Mum stopped in mid-speech and looked rather a little bit horrified. But at least she did not start talking again.
I sighed very deeply and then said, ‘I am feeling sad. But if I tell you why, I think you might just laugh at me.’
Mum frowned and shook her head ever so slightly. Then she said in a very softly spoken voice, ‘No, Summer. I don’t think I will.’
‘OK,’ I said. Then I paused for dramatical effect (and also to check that Mum really was not going to laugh). ‘I didn’t think this would happen, in fact, I was sure I would feel totally utterly the opposite way about it, but as it has turned out . . . I miss April!’ My voice did the squeaky thing again, and I started sobbing like a loop-the-loop loony. Honey whined and left the room.
Mum pushed her chair back gently and came round to my side of the table and put her arms around me and gave me the sort of calming cuddle that only mums know how to give.
Then she kissed the top of my head and said quietly, ‘I know, I know,’ and waited until my blubbing had settled down a bit. Then she let go of me and drew up a chair next to me and held my hands.
I sniffed and hiccuped and said, ‘It’s completely weird. I was absolutely desperate for April to go and get married and let me have her room and not be here to boss me around all the time, but now that I have finally got what I wanted, nothing feels right.’
Mum nodded. She looked a bit blurry through all the tears that were still spilling over the edge of my eyelids.
‘And I thought it would be so cool to have the sofa to myself and to be able to watch all the telly programmes I wanted to instead of having to creep around the place while April and Nick snogged on the sofa.’ I shuddered a slightly tiny bit when I said that. Even on their wedding day, which is a day when as everyone knows, the couple are allowed to snog in public, it is not something I wanted to have to witness. ‘But actually I think I would prefer April to be here snogging Nick,’ I continued, ‘or even having a tantrum about me using her hairbrush or something, because at least then she would STILL BE HERE.’
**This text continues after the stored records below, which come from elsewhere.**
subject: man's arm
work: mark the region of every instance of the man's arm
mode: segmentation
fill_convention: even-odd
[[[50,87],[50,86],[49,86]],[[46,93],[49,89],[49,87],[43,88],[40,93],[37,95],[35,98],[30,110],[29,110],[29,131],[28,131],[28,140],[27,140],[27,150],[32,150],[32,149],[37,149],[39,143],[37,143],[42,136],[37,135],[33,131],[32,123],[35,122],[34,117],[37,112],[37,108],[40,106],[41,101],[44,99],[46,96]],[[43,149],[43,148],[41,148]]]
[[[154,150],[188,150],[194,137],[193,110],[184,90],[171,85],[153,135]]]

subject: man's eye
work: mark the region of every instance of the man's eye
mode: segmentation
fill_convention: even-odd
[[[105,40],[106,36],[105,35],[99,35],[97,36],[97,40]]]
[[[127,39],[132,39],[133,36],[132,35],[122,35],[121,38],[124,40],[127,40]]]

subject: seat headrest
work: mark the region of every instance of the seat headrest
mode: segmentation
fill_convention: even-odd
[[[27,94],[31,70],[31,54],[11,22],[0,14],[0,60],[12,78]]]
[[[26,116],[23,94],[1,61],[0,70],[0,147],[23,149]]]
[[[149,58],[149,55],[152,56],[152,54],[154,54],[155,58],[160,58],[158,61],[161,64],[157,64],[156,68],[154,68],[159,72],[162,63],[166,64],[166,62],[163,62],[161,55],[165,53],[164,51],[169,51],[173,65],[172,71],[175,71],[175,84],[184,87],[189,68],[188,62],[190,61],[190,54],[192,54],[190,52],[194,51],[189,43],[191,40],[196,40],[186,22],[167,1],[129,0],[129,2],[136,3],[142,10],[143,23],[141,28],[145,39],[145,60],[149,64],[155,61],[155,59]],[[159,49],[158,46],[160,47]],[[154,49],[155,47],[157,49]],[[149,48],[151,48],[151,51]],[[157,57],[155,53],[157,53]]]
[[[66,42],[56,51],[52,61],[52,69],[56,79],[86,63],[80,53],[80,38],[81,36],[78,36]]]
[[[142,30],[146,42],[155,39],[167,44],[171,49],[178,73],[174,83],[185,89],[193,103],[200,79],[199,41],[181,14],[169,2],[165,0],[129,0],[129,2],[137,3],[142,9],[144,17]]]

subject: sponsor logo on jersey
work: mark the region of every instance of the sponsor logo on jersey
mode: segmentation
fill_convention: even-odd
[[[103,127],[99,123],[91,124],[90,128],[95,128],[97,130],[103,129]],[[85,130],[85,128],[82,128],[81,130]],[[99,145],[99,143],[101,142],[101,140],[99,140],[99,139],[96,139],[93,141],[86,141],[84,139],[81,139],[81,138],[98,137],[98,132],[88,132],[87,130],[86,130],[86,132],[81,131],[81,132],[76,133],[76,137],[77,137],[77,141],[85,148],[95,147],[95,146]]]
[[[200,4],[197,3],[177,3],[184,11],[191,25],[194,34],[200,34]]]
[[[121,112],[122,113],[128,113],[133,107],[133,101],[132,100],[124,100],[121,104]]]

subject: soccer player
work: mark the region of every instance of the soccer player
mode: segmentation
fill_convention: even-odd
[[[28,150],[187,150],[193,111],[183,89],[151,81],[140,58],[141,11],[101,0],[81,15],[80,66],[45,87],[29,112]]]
I stopped to take a breath and try to stop all the hiccupy sobbing. ‘It is funny, isn’t it?’ murmured Mum. ‘The house just feels too quiet.’ Then she went quiet herself and stared into the distance in a PENSIVE manner.
I was about to go and switch on the telly and try and convince myself that sitting on the sofa on my own was as good as I had hoped it would be, when Mum suddenly said, ‘I know – let’s have a party!’
Now, I can assure you that I like a party as much as anyone in the entire universe likes a party (which is a lot, unless you are the sort of person in the entire universe who does not, in which case you are frankly a bit odd in my opinion), but even I did think that this was strange timing.
‘That is a freaky announcement to make when we are both feeling so Glum and Down in the Dumps,’ I said.
Mum beamed and jumped up and gave me a hug and said, ‘I know!’ in a bit of a loony high-pitched tone of speaking. And then she said, ‘But we could have a party for April!’
Then I felt all
as well, and I squeezed Mum hard and said, ‘Yay!’
Mum pulled me back to the kitchen table and made me sit down and then she started talking in a mega-hyper way. ‘It’s her birthday in, what, two weeks?’ she wibbled, counting the days on her fingers. (Why is it OK for grown-ups to do this, but when children do they are told off for cheating and not using their times tables and Mental Maths?) ‘And it’s quite a special one as it’s the first birthday she is going to have as a married woman, and I don’t think she and Nick have got enough room in their flat to have a party, so we can just have it here! And we can do it as a SURPRISE!’
I did actually squeal rather loudly when she said this last bit, as I was finding all her excitement quite a bit infectious and I do love a SURPRISE myself.
‘Yippeeee!’ I said. I leaped out of my chair and did a bit of a victory dance around the table, punching my fist in the air and chanting, ‘We’re going to have a PAR-TEE! It’s going to be a SUR-PRISE!’
Mum laughed and Honey came crashing back and joined in all the hoo-ha with a good session of barking and tail wagging.